The Main parts of a Paddle:

Idenification of the front of the kayak paddle


Let’s take a look at the front of the paddle (the side which faces you).

The Power face/Blade – This is the part of the paddle which goes into the water – and with the combination of a proper paddle stroke will propel you through the water. The blade is used to help stabilize you when a bracing move is made. It aids the paddler during a roll as it offers support and lift during the roll. Depending on the direction one places the power face in the water in relationship with the kayak, can determine directional control.

The Throat – This is the connection point in which the blade is connected to the shaft.

The Shaft – The main location in which one places the hands, and controls the paddle as it flows through the water. When holding the shaft, one should have a loose grip, but one in which full contact is maintained during the paddle stroke. If you have ‘white knuckles’, or your forearms go tired as you paddle, you are holding onto the paddle too tightly. There is a straight shaft (as pictured) and bent shaft (ergonomic), which have a kinked appearance and provide a more comfortable angle as one paddles. Majority of the paddles on the market are two piece – meaning, they will come apart in the middle.

Top of Blade/Bottom of Blade – One of the easier ways to ensure you are holding the paddle in the right orientation is to look at the logo or writing on the blade. If you can easily read these, you have it orientated correctly. Blades can also be either symmetrical or asymmetrical in design. Majority of paddles are asymmetrical in design, meaning the top is longer than the bottom, which can be another identifying tool ensuring you are holding the paddle correctly.

Blade Angle – There are two main designs, a high or low angle blade. This directly relates to the normal way one paddles day-to-day. A high angle paddle stroke relates to holding and maintaining the paddle stroke approximately 60 degrees or higher in relationship to the water’s horizontal surface. A low angle blade will be fairly horizontal to the surface of the water and upwards to about 50 degrees.

The back of a kayak paddle

The Back of the Blade – It is the opposite of the Power Face. It does serve a function when paddling. When paddling in reverse, this is the surface of the blade in which makes contacts and propels the kayak. When doing a low brace – this is the main contact point and supporting element.

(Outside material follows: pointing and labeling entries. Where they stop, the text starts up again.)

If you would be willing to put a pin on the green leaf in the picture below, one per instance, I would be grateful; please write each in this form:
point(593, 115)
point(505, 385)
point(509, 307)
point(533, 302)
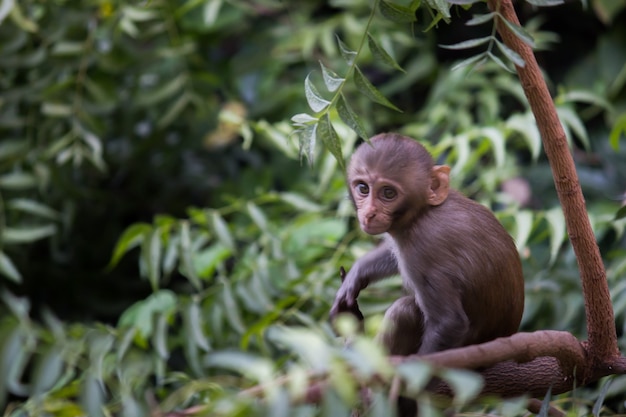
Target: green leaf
point(152, 254)
point(416, 375)
point(174, 111)
point(206, 261)
point(348, 54)
point(194, 324)
point(186, 258)
point(523, 228)
point(556, 222)
point(307, 137)
point(17, 181)
point(91, 395)
point(520, 32)
point(163, 91)
point(570, 119)
point(8, 269)
point(300, 202)
point(511, 54)
point(48, 369)
point(316, 102)
point(303, 119)
point(220, 227)
point(231, 308)
point(598, 405)
point(526, 126)
point(381, 55)
point(442, 7)
point(370, 91)
point(497, 140)
point(471, 43)
point(480, 19)
point(306, 344)
point(13, 148)
point(56, 109)
point(5, 8)
point(350, 118)
point(498, 61)
point(257, 216)
point(331, 80)
point(396, 13)
point(141, 314)
point(256, 368)
point(326, 133)
point(619, 130)
point(470, 61)
point(67, 48)
point(159, 336)
point(465, 384)
point(585, 96)
point(22, 235)
point(545, 3)
point(139, 14)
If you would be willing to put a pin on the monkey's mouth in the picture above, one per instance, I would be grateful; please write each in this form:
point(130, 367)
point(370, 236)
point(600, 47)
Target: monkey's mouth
point(373, 229)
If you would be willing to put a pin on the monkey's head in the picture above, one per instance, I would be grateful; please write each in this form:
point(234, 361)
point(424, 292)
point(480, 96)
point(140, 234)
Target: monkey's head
point(392, 180)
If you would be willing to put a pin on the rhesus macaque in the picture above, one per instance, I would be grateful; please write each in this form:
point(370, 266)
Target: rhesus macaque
point(459, 265)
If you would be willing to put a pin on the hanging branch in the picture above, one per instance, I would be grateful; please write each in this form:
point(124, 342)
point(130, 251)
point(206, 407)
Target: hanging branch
point(599, 311)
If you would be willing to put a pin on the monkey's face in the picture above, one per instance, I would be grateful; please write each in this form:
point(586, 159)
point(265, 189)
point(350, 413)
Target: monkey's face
point(376, 202)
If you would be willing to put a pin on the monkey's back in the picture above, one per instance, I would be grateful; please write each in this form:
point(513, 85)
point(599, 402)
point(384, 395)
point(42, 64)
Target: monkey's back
point(478, 256)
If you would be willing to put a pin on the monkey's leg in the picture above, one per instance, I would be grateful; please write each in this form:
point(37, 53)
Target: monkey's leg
point(405, 326)
point(403, 336)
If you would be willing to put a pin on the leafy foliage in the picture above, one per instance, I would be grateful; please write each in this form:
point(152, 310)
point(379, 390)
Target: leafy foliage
point(154, 138)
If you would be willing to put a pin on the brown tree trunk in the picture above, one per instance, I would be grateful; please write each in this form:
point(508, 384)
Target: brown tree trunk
point(598, 308)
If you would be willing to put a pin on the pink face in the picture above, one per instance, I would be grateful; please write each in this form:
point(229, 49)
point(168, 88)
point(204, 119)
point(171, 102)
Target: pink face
point(376, 200)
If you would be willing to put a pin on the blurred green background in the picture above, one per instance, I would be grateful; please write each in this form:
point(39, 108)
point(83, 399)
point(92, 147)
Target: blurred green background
point(155, 207)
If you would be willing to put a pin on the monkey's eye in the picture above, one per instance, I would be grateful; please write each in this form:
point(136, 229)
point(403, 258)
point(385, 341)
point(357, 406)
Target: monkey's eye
point(389, 193)
point(362, 188)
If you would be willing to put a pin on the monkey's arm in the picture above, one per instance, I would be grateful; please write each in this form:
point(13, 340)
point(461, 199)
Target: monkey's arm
point(374, 266)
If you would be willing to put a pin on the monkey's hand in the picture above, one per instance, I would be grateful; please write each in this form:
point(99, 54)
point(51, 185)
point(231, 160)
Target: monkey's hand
point(345, 300)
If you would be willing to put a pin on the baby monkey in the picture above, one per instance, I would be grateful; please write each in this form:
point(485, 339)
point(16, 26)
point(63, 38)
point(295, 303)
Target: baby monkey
point(460, 267)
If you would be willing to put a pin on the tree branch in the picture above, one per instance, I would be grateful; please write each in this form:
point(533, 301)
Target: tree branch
point(598, 308)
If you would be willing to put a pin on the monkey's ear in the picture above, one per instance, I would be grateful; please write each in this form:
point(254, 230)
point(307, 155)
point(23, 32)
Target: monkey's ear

Paddle Length – This is the overall total distance from tip to tip of the paddle. Majority of paddles will have sizes, and are measured in centimeters – they will usually range from 210cm up to 230cm. There are a few ways to determine what is the proper length for you. One method is to stand the paddle straight up and try to grasp the tip of the blade within the first knuckle of your fingers. Depending on the width of your kayak will also dictate the length of your paddle – a wider recreational kayak will need a longer paddle in order for the blades to reach the water.

idenitification of a ferrule

The Ferrule – Some shafts have this in the middle of the paddle. They can either be adjusted in many different angles, or have pre-set angle locations. This adjustment can feather the blades – meaning the top of the blades offset another. A non-feathered paddle, when laying on a flat surface will appear flat, whereas a feathered paddle will have one blade flat and the other facing up at an angle. The notion for adjusting the blade angles varies from the belief of being able to ‘slice’ through the wind and have less resistance, to less chance to have your paddle blade get tangled in tree branches as one passes underneath. One does have to maintain a ‘control hand’ on the shaft (either left or right handed), this ‘control hand’ wrist will continuously flex or extend – whereas the non-control hand can freely reposition.


Choosing a paddle is a bit of a task, and may take a while to find the perfect one. Much like deciding which kayak to purchase, it is best to test out different paddles and see what is best for you. There is nothing wrong with getting a starter paddle at an affordable price – only from there can one grow into better paddle gear.